Abri a janela e senti a brisa gelada me recepcionar, puxei o casaco puído e comecei a dobrar o cobertor fino, que estava pequeno e desgastado demais para esse inverno monstruoso que se pronunciava. O frio tinha começado a duas semanas e eu já sentia com muita força tudo que me faltava para sobreviver à essas madrugadas congelantes.Quando terminei de ajeitar o travesseiro e coloquei o ursinho rosa no centro ouvi as passadas inconfundíveis dela, toc toc toc, hoje era sábado e eu sabia exatamente o que me aguardava e meu estômago revirou antes mesmo que a visse.
— Você foi convidada pra um aniversário hoje não esqueça de estar pronta cedo. — Ouvi sua voz gélida e antes mesmo de me virar sabia que me estudava e esperava uma negativa para começar com uma retaliação.
— Tudo bem — falei ainda sem me virar.
Ela ficou em silêncio por uns minutos, depois mudou o peso dos pés fazendo uma tabua solta do piso ranger.
— Ok — falou frustrada e saiu.
Eu já estava acostumada a me retrair diante das vontades dela porque na verdade é simples assim as vezes algo se torna tão natural para você que nem se dá conta de que existe a opção de algo diferente. Desde que entendia minha vida era assim, ela escolhia e eu seguia, subserviente, medrosa e nada tinha mudado apesar dos meus 17 anos e talvez esse fosse nosso irremediável relacionamento.
Olhei para minha cama arrumada, prendi o cabelo emaranhado num coque extremamente bagunçado e sai. De longe já consigo ver o letreiro preto e branco escrito Café Hana 花. As mesinhas brancas já estavam espalhadas pela pequena calçada e dois clientes sentados bebericavam seu café para afugentar a brisa gélida, termino minha banana, parada a uma curta distância e entro correndo pelos fundos como sempre.
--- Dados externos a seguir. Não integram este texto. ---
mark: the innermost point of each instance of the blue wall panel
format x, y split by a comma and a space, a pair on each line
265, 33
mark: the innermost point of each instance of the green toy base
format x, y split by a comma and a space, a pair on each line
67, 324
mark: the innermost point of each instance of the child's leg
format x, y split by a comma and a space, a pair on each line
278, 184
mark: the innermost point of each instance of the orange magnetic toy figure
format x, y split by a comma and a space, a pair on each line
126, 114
— Bom dia — falei assim que vi minha chefe parada checando o estoque.
— Que casaco fino é esse, menina, o frio vai acabar petrificando você — Marli falou assim que me olhou.
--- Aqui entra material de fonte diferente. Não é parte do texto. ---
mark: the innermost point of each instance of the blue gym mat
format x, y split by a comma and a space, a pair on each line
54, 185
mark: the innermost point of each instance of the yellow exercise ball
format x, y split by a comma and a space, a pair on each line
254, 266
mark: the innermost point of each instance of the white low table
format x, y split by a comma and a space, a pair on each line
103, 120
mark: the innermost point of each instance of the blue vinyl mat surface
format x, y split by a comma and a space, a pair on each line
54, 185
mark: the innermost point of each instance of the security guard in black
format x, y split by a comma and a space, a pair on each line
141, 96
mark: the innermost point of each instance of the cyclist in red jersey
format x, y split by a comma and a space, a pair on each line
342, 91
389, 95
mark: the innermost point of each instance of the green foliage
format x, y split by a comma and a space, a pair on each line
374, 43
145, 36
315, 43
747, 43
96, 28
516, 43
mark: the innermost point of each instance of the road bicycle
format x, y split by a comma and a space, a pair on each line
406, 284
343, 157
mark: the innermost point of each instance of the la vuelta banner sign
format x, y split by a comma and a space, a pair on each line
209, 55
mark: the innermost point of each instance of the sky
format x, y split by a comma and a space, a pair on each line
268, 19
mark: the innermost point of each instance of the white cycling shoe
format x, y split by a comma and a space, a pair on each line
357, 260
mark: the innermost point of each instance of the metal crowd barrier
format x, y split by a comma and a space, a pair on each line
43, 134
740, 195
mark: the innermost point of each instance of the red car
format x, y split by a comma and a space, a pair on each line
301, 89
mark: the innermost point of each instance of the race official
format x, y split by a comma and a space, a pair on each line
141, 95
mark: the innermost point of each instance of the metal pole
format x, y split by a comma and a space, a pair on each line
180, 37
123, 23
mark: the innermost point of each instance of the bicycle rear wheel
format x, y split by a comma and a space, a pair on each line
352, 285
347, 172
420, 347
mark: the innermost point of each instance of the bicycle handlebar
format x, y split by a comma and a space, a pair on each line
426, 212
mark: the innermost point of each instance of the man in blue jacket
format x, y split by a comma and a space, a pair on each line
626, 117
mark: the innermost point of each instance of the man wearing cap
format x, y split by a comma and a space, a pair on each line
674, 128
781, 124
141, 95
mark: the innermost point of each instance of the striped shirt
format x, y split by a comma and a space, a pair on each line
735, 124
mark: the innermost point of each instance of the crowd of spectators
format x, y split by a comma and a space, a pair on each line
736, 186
— Se eu ganhasse um pouco mais talvez comprasse um casaco melhor — brinquei.
— Não seja por isso, já para o trabalho, se aprender a chegar no horário pode até receber um aumento e comprar roupas descentes, seria um milagre, mas vamos ter fé. — Sua voz era dura, mas o risinho característico a entregou.
Peguei meu avental e comecei a amarra-lo enquanto seguia para a cozinha e comecei a lavar as louças em silencio e aquela sensação de lar foi me envolvendo instantemente.
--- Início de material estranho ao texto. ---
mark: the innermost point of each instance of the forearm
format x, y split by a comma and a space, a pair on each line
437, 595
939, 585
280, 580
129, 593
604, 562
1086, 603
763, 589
— O que faz aqui pequena? Preciso que me ajude com as mesas hoje Maya tudo bem? — Marli falou.
— Estamos lotados? — Perguntei secando as mãos no pano de prato.
— Milagres acontecem...
— Bem vinda às férias de verão chefinha, a loucura jovem vai começar.
— Mandei fazer um uniforme pra você a algumas semanas já antecipando esse bom tempo, então, vista-se e venha me ajudar, vou ficar realmente maluca em dez minutos.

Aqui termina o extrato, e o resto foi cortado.